Adaptive Temperature Based on Logits Correlation in Knowledge Distillation
Kazuhiro Matsuyama, Usman Anjum, Satoko Matsuyama, Tetsuo Shoda, Justin Zhan
TL;DR
This work tackles the inefficiency of fixed temperature in knowledge distillation by proposing a dynamic, sample-wise temperature derived from the teacher's maximum logit. Through a Taylor-series approximation of softmax and a KL-divergence framework, the authors show that the leading, lower-order terms converge to the correlation between teacher and student logits, enabling a temperature computation that reduces computation and improves transfer quality. They establish a radius-of-convergence condition and analyze truncation effects, presenting an efficient algorithm to obtain the adaptive temperature before distillation. Empirical results on CIFAR-100 demonstrate improved accuracy over static and several dynamic baselines, along with notable reductions in per-epoch computation, indicating practical benefits for KD, especially in resource-constrained scenarios.
Abstract
Knowledge distillation is a technique to imitate a performance that a deep learning model has, but reduce the size on another model. It applies the outputs of a model to train another model having comparable accuracy. These two distinct models are similar to the way information is delivered in human society, with one acting as the "teacher" and the other as the "student". Softmax plays a role in comparing logits generated by models with each other by converting probability distributions.

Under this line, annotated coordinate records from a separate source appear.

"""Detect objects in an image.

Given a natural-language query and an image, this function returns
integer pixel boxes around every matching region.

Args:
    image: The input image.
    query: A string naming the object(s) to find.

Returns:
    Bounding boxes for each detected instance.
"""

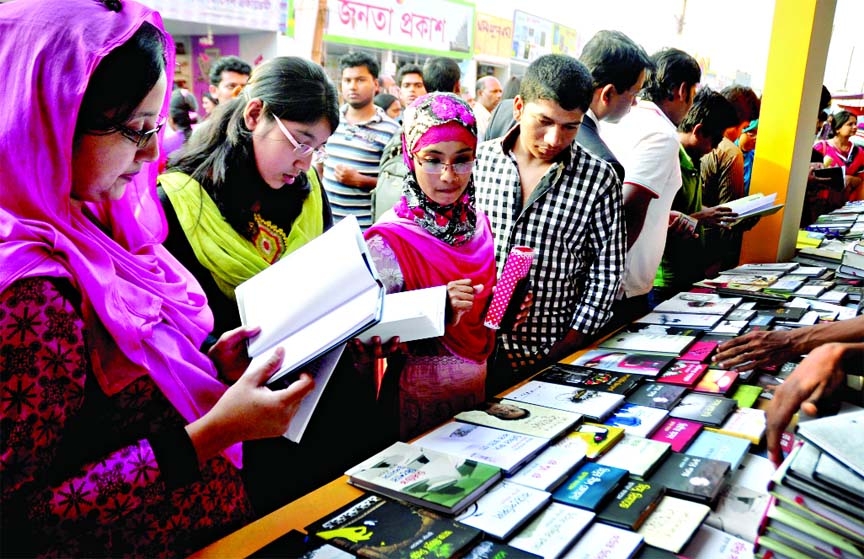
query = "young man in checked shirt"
[474,54,626,394]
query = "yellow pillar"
[741,0,836,263]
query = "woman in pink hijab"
[0,0,312,557]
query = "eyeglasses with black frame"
[414,154,474,175]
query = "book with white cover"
[234,216,384,385]
[507,380,624,421]
[509,503,594,559]
[357,285,447,344]
[456,481,552,539]
[413,421,549,474]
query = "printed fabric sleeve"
[570,170,627,335]
[0,278,191,545]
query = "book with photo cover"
[669,392,738,427]
[305,493,481,559]
[506,380,624,421]
[345,442,501,514]
[636,498,711,553]
[456,481,551,539]
[509,502,594,557]
[604,403,669,437]
[552,462,627,512]
[597,434,672,479]
[597,480,666,532]
[412,421,549,475]
[456,399,582,439]
[534,363,642,395]
[651,417,705,452]
[573,352,676,377]
[627,382,687,410]
[649,452,731,505]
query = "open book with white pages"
[235,216,385,388]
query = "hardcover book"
[510,503,594,558]
[649,452,730,505]
[456,481,550,539]
[413,421,549,474]
[669,392,738,427]
[657,361,708,388]
[627,382,687,410]
[507,380,624,421]
[508,436,588,491]
[534,363,641,395]
[598,330,696,357]
[573,352,676,377]
[597,434,672,479]
[564,522,643,559]
[651,417,705,452]
[306,494,480,559]
[558,422,624,458]
[604,403,669,437]
[345,442,501,514]
[552,462,627,511]
[687,429,750,472]
[597,480,666,532]
[637,495,711,553]
[456,400,582,439]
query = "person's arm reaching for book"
[767,343,864,466]
[713,315,864,369]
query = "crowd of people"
[0,0,864,556]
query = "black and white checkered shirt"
[474,127,626,370]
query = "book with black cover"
[305,494,480,559]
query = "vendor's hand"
[186,348,315,462]
[767,344,846,466]
[207,326,261,384]
[447,279,483,325]
[690,206,738,229]
[712,330,800,369]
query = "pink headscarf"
[0,0,240,466]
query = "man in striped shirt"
[474,54,626,393]
[324,52,399,230]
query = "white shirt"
[600,99,681,297]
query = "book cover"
[651,417,705,452]
[558,422,624,459]
[627,382,687,410]
[597,434,672,479]
[604,403,669,437]
[456,400,582,439]
[509,502,594,558]
[345,442,501,514]
[597,480,666,532]
[649,452,730,505]
[708,408,767,445]
[693,368,738,396]
[305,494,480,559]
[687,429,750,472]
[413,421,549,474]
[636,495,711,553]
[598,330,696,356]
[682,524,755,559]
[534,363,642,395]
[463,540,543,559]
[507,380,624,421]
[508,436,588,491]
[456,481,550,539]
[564,522,644,559]
[657,361,708,388]
[654,292,741,316]
[635,312,722,330]
[573,349,674,377]
[669,392,738,427]
[552,462,627,511]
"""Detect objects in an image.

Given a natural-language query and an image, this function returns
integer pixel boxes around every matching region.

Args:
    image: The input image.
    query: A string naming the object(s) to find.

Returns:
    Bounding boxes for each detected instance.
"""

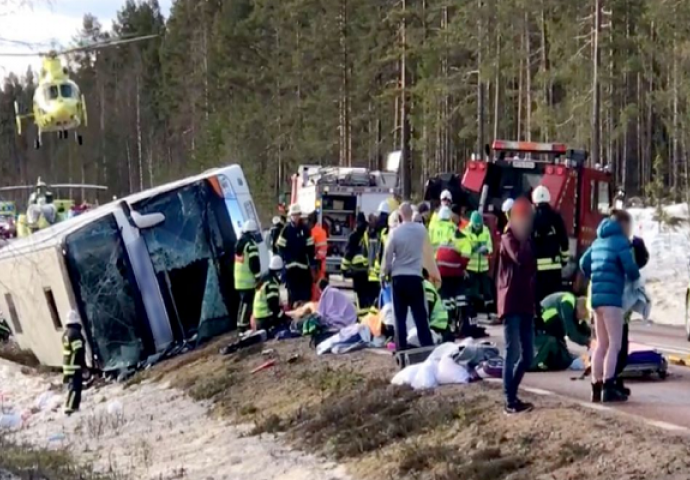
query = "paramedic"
[532,292,592,371]
[254,255,286,331]
[276,203,316,307]
[381,202,438,351]
[429,206,472,329]
[267,216,285,255]
[463,211,494,316]
[422,270,453,342]
[496,198,537,415]
[532,185,570,302]
[580,211,640,402]
[234,220,261,333]
[309,212,328,281]
[62,310,86,415]
[616,212,649,396]
[340,212,374,316]
[429,190,453,230]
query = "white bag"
[391,363,422,386]
[436,357,470,385]
[412,362,438,390]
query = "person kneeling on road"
[497,198,537,415]
[62,310,86,415]
[531,292,592,371]
[253,255,289,330]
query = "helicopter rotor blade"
[57,34,160,55]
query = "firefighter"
[0,318,12,342]
[463,211,494,317]
[532,292,592,371]
[422,270,452,342]
[276,203,316,306]
[532,185,570,302]
[430,206,471,336]
[254,255,286,330]
[235,220,261,332]
[62,310,86,415]
[267,216,285,255]
[309,212,328,282]
[340,212,374,316]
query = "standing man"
[62,310,86,416]
[276,203,316,307]
[463,211,494,316]
[381,202,438,351]
[532,185,570,303]
[496,198,537,415]
[235,220,261,333]
[309,212,328,282]
[340,212,374,316]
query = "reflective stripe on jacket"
[462,225,493,273]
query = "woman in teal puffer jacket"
[580,211,640,402]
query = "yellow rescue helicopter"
[0,35,158,149]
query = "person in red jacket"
[496,198,537,415]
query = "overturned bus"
[0,165,268,372]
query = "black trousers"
[616,322,630,377]
[64,376,84,413]
[392,275,434,351]
[237,289,256,330]
[285,267,312,307]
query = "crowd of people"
[241,186,648,414]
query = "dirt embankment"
[130,340,690,480]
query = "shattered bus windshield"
[65,215,147,371]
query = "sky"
[0,0,173,77]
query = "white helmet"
[532,185,551,205]
[268,255,284,270]
[379,200,391,213]
[289,203,302,216]
[242,220,259,233]
[65,310,81,325]
[441,190,453,202]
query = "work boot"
[601,380,628,403]
[592,382,602,403]
[616,378,630,397]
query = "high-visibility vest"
[235,241,260,290]
[463,226,493,273]
[436,222,472,278]
[252,277,280,320]
[424,280,448,330]
[340,232,369,273]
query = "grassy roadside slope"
[130,338,690,480]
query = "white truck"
[291,165,397,274]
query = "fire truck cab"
[427,140,613,279]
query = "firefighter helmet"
[532,185,551,205]
[268,255,284,270]
[289,203,302,216]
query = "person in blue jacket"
[580,210,640,402]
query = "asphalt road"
[490,324,690,434]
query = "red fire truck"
[425,140,613,288]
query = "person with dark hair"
[580,211,640,402]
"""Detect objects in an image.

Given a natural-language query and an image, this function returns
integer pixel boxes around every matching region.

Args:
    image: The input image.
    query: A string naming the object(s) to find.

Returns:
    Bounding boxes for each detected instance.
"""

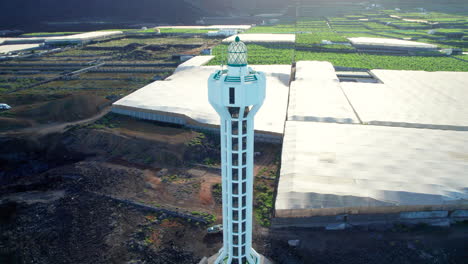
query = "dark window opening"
[231,121,239,135]
[228,107,240,118]
[232,183,239,194]
[231,137,239,150]
[229,87,236,104]
[244,106,250,118]
[232,169,239,181]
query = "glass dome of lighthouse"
[228,37,247,67]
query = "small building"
[0,104,11,110]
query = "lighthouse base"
[198,254,273,264]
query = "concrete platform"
[198,254,273,264]
[112,56,291,142]
[275,121,468,218]
[340,70,468,131]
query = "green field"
[160,28,215,34]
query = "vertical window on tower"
[232,247,239,257]
[232,197,239,208]
[232,169,239,181]
[232,153,239,166]
[232,183,239,194]
[229,87,236,104]
[231,137,239,150]
[244,106,250,118]
[231,121,239,135]
[228,107,240,118]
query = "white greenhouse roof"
[0,31,122,44]
[156,25,252,30]
[223,34,296,43]
[288,61,359,123]
[0,44,40,54]
[275,121,468,217]
[348,37,437,49]
[113,61,291,134]
[175,56,214,71]
[340,70,468,130]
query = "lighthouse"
[208,37,266,264]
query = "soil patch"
[8,94,109,123]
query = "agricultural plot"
[208,44,294,65]
[87,36,205,48]
[296,32,348,45]
[160,28,213,34]
[244,24,296,34]
[360,54,468,71]
[296,51,468,71]
[296,51,371,69]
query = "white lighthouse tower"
[208,37,266,264]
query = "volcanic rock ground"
[0,103,468,264]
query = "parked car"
[206,225,223,234]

It delivers the logits of a teacher to a student with compression through a parameter named temperature. Tuning this variable reinforces the distillation performance. Although only this parameter helps with the interaction of logits, it is not clear how temperatures promote information transfer. In this paper, we propose a novel approach to calculate the temperature. Our method only refers to the maximum logit generated by a teacher model, which reduces computational time against state-of-the-art methods. Our method shows a promising result in different student and teacher models on a standard benchmark dataset. Algorithms using temperature can obtain the improvement by plugging in this dynamic approach. Furthermore, the approximation of the distillation process converges to a correlation of logits by both models. This reinforces the previous argument that the distillation conveys the relevance of logits. We report that this approximating algorithm yields a higher temperature compared to the commonly used static values in testing.